Il quasi 66enne Cesare Battisti, in carcere ad Oristano dove sconta in una cella di massima sicurezza l’ergastolo per quattro omicidi finalmente ammessi, vorrebbe uscire (vivo) dal caceere. L’idea è di ottenere, non subito, l’accesso a misure alternative, data l’età e quello che si potrebbe definire - con l’ammissione delle sue colpe - una specie di pentimento. In una lettera scritta a uno dei suoi sostenitori più fervidi, l’ex guerrigliero del Pac, latitante per 37 anni e arrestato in Bolivia dopo una latitanza dorata in Brasile, racconta di sentirsi “piegato nel fisico e nel morale” e invoca clemenza dallo Stato. Le sue ragioni tecnico-giuridico le spiega bene il suo avvocato di di fiducia, Davide Steccanella, studioso e storico del terrorismo, in una recente intervista all’AGI. Uno dei temi sarebbe l’accordo con il Brasile che prevedeva la commutazione dell’ergastolo in una pena definita per ragioni costituzionali. Spiega il legale: “Il mio impegno è far sì che Cesare Battisti non muoia in carcere. Tu non puoi rimproverare di avere violato la legge se non sei il primo a rispettarla e uno Stato che non rispetta la legge perde autorevolezza anche nei confronti di chi la viola… La situazione di Battisti è molto particolare perché qui non soltanto si parla di fatti commessi 40 anni fa, ma anche di una persona che è andata via dall’Italia 40 anni fa, nel 1979 quando, dopo due anni di galera, è stato fatto evadere da altri, è andato all’estero e non ha più fatto rientro nel nostro Paese. Ora, chiunque abbia potuto vivere in Italia negli ultimi 40 anni sa che questo è un Paese completamente diverso. C’è questo duplice problema: sono vecchi i fatti ed è vecchissimo questo rapporto con lo Stato che in questo momento sta eseguendo nei suoi confronti una pena”.
L’avvocato Steccanella respinge anche le ipotesi che dietro alle fortunose fughe nel corso dei decenni ci sia lo zampino dei Servizi di qualche paese occidentale, vedi la Francia. Fatto che Battisti nega da sempre con forza. Semmai parla di solidarietà internazionale tra “compagni della stessa fede” che lo avrebbe sostenuto e protetto. “Da quello che ho capito io, mi pare assolutamente compatibile la sua versione. Ai tempi anche prendere gli aerei non era così complicato come oggi, è pieno di casi, non sarebbe né il primo né l’ultimo ad averlo fatto in quegli anni, non è necessario che ci sia dietro chissà quale protezione francese. Tra l'altro con la Francia lui ha un rapporto particolare perché è stato per tanti anni al riparo della cosiddetta 'dottrina Mitterand' che poi è saltata praticamente per lui perché sono pochissimi i casi contrari. Non credo francamente che abbia avuto protezioni al di là di quello che ha dichiarato".

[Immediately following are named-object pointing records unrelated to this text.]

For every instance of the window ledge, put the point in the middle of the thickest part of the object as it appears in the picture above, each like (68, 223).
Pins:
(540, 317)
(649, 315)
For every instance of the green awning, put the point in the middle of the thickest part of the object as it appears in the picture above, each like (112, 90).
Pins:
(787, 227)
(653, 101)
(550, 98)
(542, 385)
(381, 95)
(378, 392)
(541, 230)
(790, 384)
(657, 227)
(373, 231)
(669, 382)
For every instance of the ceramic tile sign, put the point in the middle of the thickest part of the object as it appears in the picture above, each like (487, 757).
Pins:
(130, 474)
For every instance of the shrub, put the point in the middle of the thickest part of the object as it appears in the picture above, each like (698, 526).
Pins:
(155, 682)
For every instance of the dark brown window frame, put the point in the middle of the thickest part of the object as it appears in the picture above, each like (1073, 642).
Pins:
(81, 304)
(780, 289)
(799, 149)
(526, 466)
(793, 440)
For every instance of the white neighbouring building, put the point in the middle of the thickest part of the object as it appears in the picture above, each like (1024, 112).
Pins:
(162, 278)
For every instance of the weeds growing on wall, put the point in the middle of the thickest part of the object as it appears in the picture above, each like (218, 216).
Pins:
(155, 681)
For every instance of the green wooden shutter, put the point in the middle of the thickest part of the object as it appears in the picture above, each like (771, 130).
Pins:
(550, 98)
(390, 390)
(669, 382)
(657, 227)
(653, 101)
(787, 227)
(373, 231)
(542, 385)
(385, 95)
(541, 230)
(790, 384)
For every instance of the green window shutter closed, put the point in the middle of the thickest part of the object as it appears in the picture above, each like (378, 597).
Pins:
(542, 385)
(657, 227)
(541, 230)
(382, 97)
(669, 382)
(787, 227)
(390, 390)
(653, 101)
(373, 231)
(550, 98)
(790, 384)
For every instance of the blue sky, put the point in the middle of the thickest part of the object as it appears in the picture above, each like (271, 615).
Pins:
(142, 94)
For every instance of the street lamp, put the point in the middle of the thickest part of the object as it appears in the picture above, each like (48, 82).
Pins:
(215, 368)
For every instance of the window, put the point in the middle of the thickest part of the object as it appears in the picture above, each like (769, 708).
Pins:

Poi, finalmente, il capitolo degli omicidi. Battisti ha sempre negato di essere un assassino; ora ammette “di avere avuto un ruolo materiale o come mandante in quattro omicidi”: quelli del maresciallo degli agenti di custodia del carcere di Udine Antonio Santoro, del gioielliere Pierluigi Torregiani, del commerciante Lino Sabbadin e del poliziotto Andrea Campagna.
Nell’interrogatorio davanti al pm, Battisti è entrato nei dettagli, spiegando che il poliziotto Andrea Campagna fu ucciso “su indicazione data dal collettivo di Zona Sud in quanto Campagna era stato ritenuto uno dei principali responsabili di una retata ai danni dei compagni del collettivo Barona che erano poi stati torturati in caserma”.
Com’è, come si sente, come vive il carcere? "L’ho visto per la prima volta nel carcere di massima sicurezza, è una persona di 65 anni che ha tutta una storia particolare, completamente diversa dalla mia, per cui all’inizio è stato un po’ difficile. Quello che posso dire è che mi pare una persona sincera. Il mito che era stato costruito non mi sembra corrispondere per niente alla persona fisica e reale che in questi mesi sto conoscendo. Sicuramente la mia impressione è migliore di quella che la stampa aveva trasmesso".